Cherry picking the rows we wanted to use had a adverse impact on our models r score. Overall manipulating the data further does not seem to be helping to improve the r score of our model.

Now that we have shown manipulating which rows we used in our data did not have a significnat impact, we wanted to compare two methods of cleaning our data to see if one is more reliable than another. The models above used imputation where we replaced the null values in our data with the mean of the column that null value is in. 

Below is a model using a data set where we instead drop the rows contianing nulls.

In [None]:
data_dropna

In [None]:
X_drop = data_dropna[['Crime Rate','Residential Land Zone','Non-retail business acres','Charles River Variable','Nitric Oxide Concentration',
             'Rooms','Age','Distance','Accessiblity to Highway','Tax Rate','Pupil-Teacher ratio','% lower status']]
y_drop = data_dropna['Median Value'].values.reshape(-1,1)

X_train_drop, X_test_drop, y_train_drop, y_test_drop = train_test_split(X_drop, y_drop, random_state=150)

X_scaler_drop = StandardScaler().fit(X_train_drop)
y_scaler_drop = StandardScaler().fit(y_train_drop)

X_train_scaled_drop = X_scaler_drop.transform(X_train_drop)
X_test_scaled_drop = X_scaler_drop.transform(X_test_drop)
y_train_scaled_drop = y_scaler_drop.transform(y_train_drop)
y_test_scaled_drop = y_scaler_drop.transform(y_test_drop)

model_drop = Sequential()
model_drop.add(Dense(36, input_dim=12, activation= "relu"))
model_drop.add(Dense(1, activation='linear'))

model_drop.compile(loss= "mean_squared_error" , optimizer="adam", metrics=["mean_squared_error"])
model_drop.fit(X_train_scaled_drop, y_train_scaled_drop, epochs=100)

In [None]:
y_test_scaled_predict_drop = model_drop.predict(X_test_scaled_drop)
r2_score(y_test_scaled_drop, y_test_scaled_predict_drop)

Using Drop NA we actually see that the model becomes far more accurate, up to .9 from .75. This further supports avoiding unessecary manpulation of the data.

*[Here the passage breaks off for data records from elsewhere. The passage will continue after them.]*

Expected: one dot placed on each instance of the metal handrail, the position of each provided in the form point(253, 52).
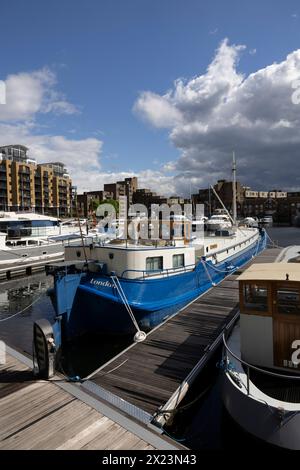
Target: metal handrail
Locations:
point(258, 369)
point(233, 246)
point(154, 272)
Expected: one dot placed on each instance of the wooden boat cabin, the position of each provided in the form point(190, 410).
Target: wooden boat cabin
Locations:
point(270, 315)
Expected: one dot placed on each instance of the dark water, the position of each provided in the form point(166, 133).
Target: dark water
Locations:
point(201, 424)
point(205, 424)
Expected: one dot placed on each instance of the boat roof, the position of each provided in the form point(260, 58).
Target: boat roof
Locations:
point(271, 272)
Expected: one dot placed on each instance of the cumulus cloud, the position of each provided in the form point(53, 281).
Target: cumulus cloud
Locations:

Next we will try removing outliers from our data set to see if that improves our models performance.

In [None]:
from scipy import stats

data_remove_outliers = data_dropna.copy()
data_remove_outliers = data_remove_outliers[(np.abs(stats.zscore(data_remove_outliers)) < 3).all(axis=1)]
data_remove_outliers

In [None]:
X_outlier = data_remove_outliers[['Crime Rate','Residential Land Zone','Non-retail business acres','Charles River Variable','Nitric Oxide Concentration',
             'Rooms','Age','Distance','Accessiblity to Highway','Tax Rate','Pupil-Teacher ratio','% lower status']]
y_outlier = data_remove_outliers['Median Value'].values.reshape(-1,1)

X_train_outlier, X_test_outlier, y_train_outlier, y_test_outlier = train_test_split(X_outlier, y_outlier, random_state=150)

X_scaler_outlier = StandardScaler().fit(X_train_outlier)
y_scaler_outlier = StandardScaler().fit(y_train_outlier)

X_train_scaled_outlier = X_scaler_outlier.transform(X_train_outlier)
X_test_scaled_outlier = X_scaler_outlier.transform(X_test_outlier)
y_train_scaled_outlier = y_scaler_outlier.transform(y_train_outlier)
y_test_scaled_outlier = y_scaler_outlier.transform(y_test_outlier)

model_outlier = Sequential()
model_outlier.add(Dense(36, input_dim=12, activation= "relu"))
model_outlier.add(Dense(1, activation='linear'))

model_outlier.compile(loss= "mean_squared_error" , optimizer="adam", metrics=["mean_squared_error"])
model_outlier.fit(X_train_scaled_outlier, y_train_scaled_outlier, epochs=100)

In [None]:
y_test_scaled_predict_outlier = model_outlier.predict(X_test_scaled_outlier)
r2_score(y_test_scaled_outlier, y_test_scaled_predict_outlier)


Removing outliers from our data has improved its overall R2 score slightly, which would indicate it is helpful in improving the reliability of the model overall.